Exons are synonymous to contigs that are obtained from the de novo assembly. A locus comprises all contigs that belong to the same transcript. As each transcript has a unique number, the names of the probes in the final probe file (and intermediate steps) should be interpreted as follows (example):
Assembly_10081_Contig_1_398
Assembly_10081_Contig_2_316
Assembly_10081_Contig_10_329
Assembly_23121_Contig_1_145
Assembly_23121_Contig_2_262
Locus / assembly (could also be called gene, although it it only part of a gene, as (1) the exons are randomly concatenated to a locus, (2) certain exons could be missing, and (3) intronic sequences are missing anyway) of transcript number 10081 comprises three exons / contigs (1, 2, 10). The exon lengths, which are given as the last number in each probe name, sum up to 1043 bp, and locus 10081 would pass the >600 bp minimum locus length filter. Locus 23121 would not pass this length filter, as the exons sum up to 407 bp.
The table and the outfile of step 8 should have the same gene number. You only loose exons and loci in steps 9 and 10, and you might need to remove few in step 11. Do you use Sondovac v.1.2? I found issues with the sequence summary stats in an older version but thought I had fixed that.

Thank you for the clarification! That makes total sense now.

I am using v.1.2. I think my issue with step 8 has to do with the fact that I am using Geneious version 9, and the contigs/assemblies are named differently. I tried running the code outside Sondovac, and when I got to the step for "# Modify labels of FASTA sequences to ensure them to work correctly", I got the error message "invalid command code S". I skipped that step and proceeded and ran into an issue with the step "# Extract and sort the exons making up genes of a certain minimum total length". The output has sequence names that are different from those in other files ("Assembly_###_Assembly" vs. "###_Assembly" in all other files). I got around it by editing the output file so the sequence names matched those in the other files. I'm not sure if the issue came up because I skipped the step "# Modify labels of FASTA sequences to ensure them to work correctly" or if it is an issue not addressed from using Geneious v.9.
Here is an example of an assembly name in the fasta file from Geneious v.9: >000000020181 Assembly
And the assembly names in the SEQUENCESTAB file looks like: 000000020181_Assembly

V-Z commented

I'm sorry, @johnchau, I'm bit confused now...
You tried to run part A with uncombined data and it failed. It's expectable, I think. Anyway, when You copy/paste the commands from the script file, where was the problem with part A? Which command did not work?
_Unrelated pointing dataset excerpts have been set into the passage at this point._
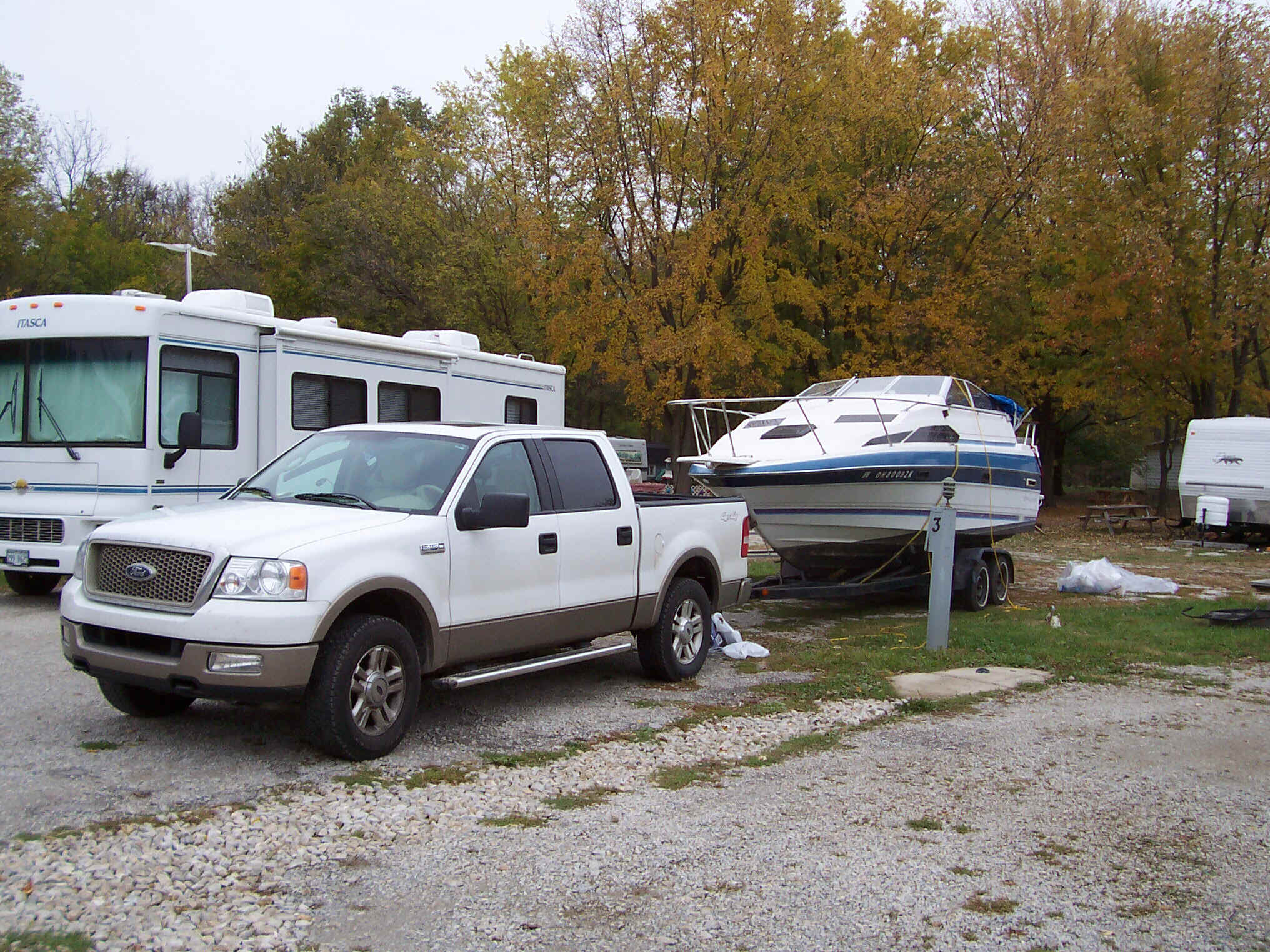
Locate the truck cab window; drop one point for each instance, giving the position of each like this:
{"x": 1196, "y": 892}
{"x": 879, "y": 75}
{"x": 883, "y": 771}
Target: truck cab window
{"x": 318, "y": 403}
{"x": 202, "y": 381}
{"x": 506, "y": 469}
{"x": 583, "y": 477}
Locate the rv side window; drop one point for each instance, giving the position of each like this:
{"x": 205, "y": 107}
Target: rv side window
{"x": 521, "y": 410}
{"x": 199, "y": 381}
{"x": 401, "y": 403}
{"x": 318, "y": 403}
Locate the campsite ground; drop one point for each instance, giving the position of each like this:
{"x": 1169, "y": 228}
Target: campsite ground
{"x": 771, "y": 804}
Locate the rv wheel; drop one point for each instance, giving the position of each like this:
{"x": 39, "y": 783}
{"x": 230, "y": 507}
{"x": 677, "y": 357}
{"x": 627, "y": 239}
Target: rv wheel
{"x": 978, "y": 589}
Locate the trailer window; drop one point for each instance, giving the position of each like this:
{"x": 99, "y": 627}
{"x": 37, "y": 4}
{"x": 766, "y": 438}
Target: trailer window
{"x": 401, "y": 403}
{"x": 204, "y": 382}
{"x": 521, "y": 410}
{"x": 318, "y": 403}
{"x": 582, "y": 474}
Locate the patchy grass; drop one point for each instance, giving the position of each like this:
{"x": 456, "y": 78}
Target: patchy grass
{"x": 592, "y": 796}
{"x": 926, "y": 823}
{"x": 979, "y": 903}
{"x": 365, "y": 777}
{"x": 45, "y": 942}
{"x": 524, "y": 820}
{"x": 454, "y": 775}
{"x": 536, "y": 758}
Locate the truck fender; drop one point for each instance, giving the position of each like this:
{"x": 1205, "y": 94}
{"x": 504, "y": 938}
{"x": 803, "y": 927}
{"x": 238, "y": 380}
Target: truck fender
{"x": 648, "y": 608}
{"x": 399, "y": 600}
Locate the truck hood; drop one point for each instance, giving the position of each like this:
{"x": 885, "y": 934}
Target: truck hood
{"x": 243, "y": 527}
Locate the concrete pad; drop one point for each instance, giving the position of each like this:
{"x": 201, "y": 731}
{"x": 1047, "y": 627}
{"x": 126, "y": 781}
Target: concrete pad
{"x": 964, "y": 681}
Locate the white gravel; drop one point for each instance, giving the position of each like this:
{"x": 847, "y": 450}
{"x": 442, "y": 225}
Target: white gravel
{"x": 215, "y": 881}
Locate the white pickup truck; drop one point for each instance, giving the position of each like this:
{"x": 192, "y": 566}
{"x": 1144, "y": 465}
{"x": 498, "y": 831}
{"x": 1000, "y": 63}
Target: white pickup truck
{"x": 369, "y": 558}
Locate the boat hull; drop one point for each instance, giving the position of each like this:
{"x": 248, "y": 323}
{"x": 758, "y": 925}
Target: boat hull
{"x": 835, "y": 517}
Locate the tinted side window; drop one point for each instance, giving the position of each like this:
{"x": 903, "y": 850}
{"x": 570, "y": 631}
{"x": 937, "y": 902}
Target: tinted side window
{"x": 584, "y": 480}
{"x": 506, "y": 469}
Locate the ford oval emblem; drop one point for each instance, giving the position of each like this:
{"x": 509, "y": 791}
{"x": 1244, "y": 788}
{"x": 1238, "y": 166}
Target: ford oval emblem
{"x": 140, "y": 572}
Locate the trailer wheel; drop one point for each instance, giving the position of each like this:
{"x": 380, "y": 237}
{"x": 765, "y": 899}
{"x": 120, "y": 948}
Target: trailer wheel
{"x": 978, "y": 590}
{"x": 999, "y": 579}
{"x": 142, "y": 702}
{"x": 676, "y": 647}
{"x": 365, "y": 688}
{"x": 32, "y": 583}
To reproduce it, I need to know details about Your operating system, versions of software in use and so on. And yes, I wish to fix it, although we do not plan (for now) to support uncombined reads.
Regarding the step 8, do You copy/paste the commands instead of running the script? Which line in the script is failing? Again, what is Your operating system and versions?
I tested it with Geneious 9, but it is possible I didn't covered every possible nuance... :-/ My Geneious 9 FASTA looks like >25417_Assembly 245 reads from 25417.